Volunteers with Sierra Harvest's Gold Country Gleaners recently picked excess fruit from a private orchard. Through the organization, fresh food that would otherwise go to waste is donated to the Interfaith Food Ministry in Grass Valley.
Submitted by Miriam Limov


If you are a landowner who would like to host a gleaning of your excess fruit or produce, visit:


In Nevada County alone, each year thousands of pounds of perfectly good fruit and greens end up rotting in the ground or garbage.

However, since 2011 more than 100 volunteers with Gold Country Gleaners have done what they can to “glean,” or harvest produce that would otherwise go to waste.

Now that nonprofit organization has gotten a significant boost thanks to Sierra Harvest, which is now overseeing the gleaning efforts, recruiting more volunteers and donating much-needed fresh produce to the Interfaith Food Ministry.

According to a Feeding America Hunger in America 2014 study and an Interfaith Food Ministry client survey data, 72 percent of client households live at or below the federal poverty line. The average annual household income of Interfaith Food Ministry clients is $13,176 — just over $1,000 a month.

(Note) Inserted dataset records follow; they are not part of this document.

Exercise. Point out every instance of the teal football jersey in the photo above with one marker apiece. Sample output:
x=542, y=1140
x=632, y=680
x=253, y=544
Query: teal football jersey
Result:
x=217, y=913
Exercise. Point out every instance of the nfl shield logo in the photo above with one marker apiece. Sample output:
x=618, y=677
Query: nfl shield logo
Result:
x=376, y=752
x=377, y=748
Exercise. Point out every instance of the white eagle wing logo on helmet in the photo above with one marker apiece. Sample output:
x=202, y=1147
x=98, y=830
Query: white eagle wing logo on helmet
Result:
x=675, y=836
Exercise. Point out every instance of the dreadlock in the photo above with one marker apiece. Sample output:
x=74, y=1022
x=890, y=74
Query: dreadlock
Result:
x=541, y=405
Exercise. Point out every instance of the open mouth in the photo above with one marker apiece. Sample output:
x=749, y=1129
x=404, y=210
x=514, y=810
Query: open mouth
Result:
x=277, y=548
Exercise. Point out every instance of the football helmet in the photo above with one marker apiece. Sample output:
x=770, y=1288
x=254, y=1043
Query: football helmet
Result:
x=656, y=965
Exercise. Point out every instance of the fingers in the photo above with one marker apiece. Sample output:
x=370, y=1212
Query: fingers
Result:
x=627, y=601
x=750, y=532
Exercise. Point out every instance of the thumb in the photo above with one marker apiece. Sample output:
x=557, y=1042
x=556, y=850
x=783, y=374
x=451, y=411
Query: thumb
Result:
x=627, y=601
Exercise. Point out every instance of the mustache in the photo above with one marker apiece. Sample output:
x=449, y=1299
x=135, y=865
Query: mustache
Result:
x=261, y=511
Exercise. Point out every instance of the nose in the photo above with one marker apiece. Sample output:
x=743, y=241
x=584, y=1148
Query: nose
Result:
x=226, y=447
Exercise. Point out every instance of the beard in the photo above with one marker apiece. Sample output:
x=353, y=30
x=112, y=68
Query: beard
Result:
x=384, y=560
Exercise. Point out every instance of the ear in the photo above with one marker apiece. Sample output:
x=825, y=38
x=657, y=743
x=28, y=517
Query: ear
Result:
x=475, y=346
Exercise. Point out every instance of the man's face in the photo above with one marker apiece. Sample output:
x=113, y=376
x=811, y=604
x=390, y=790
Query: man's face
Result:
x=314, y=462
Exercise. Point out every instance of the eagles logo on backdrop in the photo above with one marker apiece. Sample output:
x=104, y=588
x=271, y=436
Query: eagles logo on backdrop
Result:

“When you’re on a strict budget and trying to feed your family, sometimes fresh produce goes off the grocery list due to the expense,” said Phil Alonso, the food ministry’s executive director. “The Gold Country Gleaners have been a tremendous resource to our county. There’s so much fruit that would have otherwise fallen to the ground to rot. Additionally, there is the health aspect. This program is creating a healthier diet for many of our clients.”

This season, Sierra Harvest and the Gold Country Gleaners are making a concerted effort to reach out to more property owners and potential volunteer gleaners with hopes of bringing in even more food. While over 1,000 pounds of produce was donated in August alone, organizers know there is much more out there still going to waste.

“We’d love to get more gleaning hosts,” said Miriam Limov, of Sierra Harvest. “It’s easy to sign up at SierraHarvest.org. This program is bringing thousands of pounds of fresh produce to 10 percent of the community in need.”

In 2017, the food ministry reported serving an estimated 8,000 people, a quarter of them children, and the effects of hunger are far reaching. A study from the Tufts University Center on Hunger, Poverty and Nutrition Policy found the effects of child hunger can negatively impact cognitive development.

Alonso said a recent gleaning event yielded hundreds of pounds of plums, pears and apples. And not only are goods picked from private properties, an increasing amount of unsold produce from area farmers’ markets is now being donated, he added. Recent donors include First Rain Farm, Fog Dog Farm, Harmony Valley Farm, Mountain Bounty Farm, Pearson Family Orchard, Riverhill Farm and six private homes.

“Sierra Harvest exceeded any and all expectations I had when calling to have the excess fruit gleaned,” said homeowner Kathleen Parsons. “They were promptly responsive and arrived on time, super polite, friendly and went the extra mile and cleaned up all the fruit that had already fallen and disposed of it in my compost pile. I was left with a tidy yard and a feeling of gratitude that I was helping get food to those in need without doing more than reaching out to the absolute right people.”

“Our clients are so grateful when they know they’re getting a batch of fresh fruit — some get emotional,” said Alonso. “IFM has been a beneficiary of Gold Country Gleaners off and on over the years, but thankfully Sierra Harvest is now breathing new life into the program.”